= Letters rogatory =

Formal request by a court to a foreign court for judicial assistance

Letters rogatory or letters of request are a formal request from a court to a foreign court for some type of judicial assistance. The most common remedies sought by letters rogatory are service of process and taking of evidence.

==Taking of evidence==
One reason why a court may require assistance from a foreign court is to obtain evidence from a witness. This evidence may be to answer questions relevant to the determination of an issue of fact, or for disclosure of documents.

Courts usually have the power to subpoena witnesses only from within the jurisdiction of their own legislature unless they are aided by foreign judicial, or sometimes legislative, authority. For example, Alice in the United States, could not summon Jean from France to the US courthouse. Instead, the US court would issue a letter rogatory to a French court, which would then examine Jean in France, and send a deposition back to the requesting court.

Insofar as requests to US courts are concerned, the use of letters rogatory for requesting the taking of evidence has been replaced in large part by applications under 28 USC 1782, or Section 1782 Discovery.

In many cases, the witness is willing to provide the testimony. However, the target court may compel the testimony of a witness who is unwilling to appear.

==Conventions==
In the past, letters rogatory could not usually be transmitted directly between the applicable courts, and they had to be transmitted via consular or diplomatic channels, which could make the whole process very slow. There have been various international conventions in regard to service of process and taking of evidence.

One of the earliest conventions to simplify the procedure of letters rogatory was the 1905 Civil Procedure Convention, signed at The Hague. Drafted only in French, it was ratified by only 22 countries. Later conventions, created after the institution of the Hague Conference on Private International Law, which was drafted in both English and French, commanded more support.
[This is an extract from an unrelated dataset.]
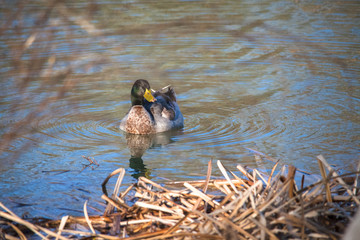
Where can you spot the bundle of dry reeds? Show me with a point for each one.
(254, 206)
The Hague Service Convention, ratified in 1965, enabled designated authorities in each of the signatory states to transmit documents for service to each other, bypassing the diplomatic route. This convention has been ratified by 60 states, including the United Kingdom and the United States, neither of which had ratified the 1905 convention. The Hague Evidence Convention, ratified in 1970, formalised procedures for taking of evidence. It has been ratified by 43 states. For situations exclusively among member states of the European Union, two regulations (1348/2000 and 1206/2001) superseded the two Hague Conventions. The two regulations apply to each of the member states of the European Union with the exception of Denmark, which has opted out.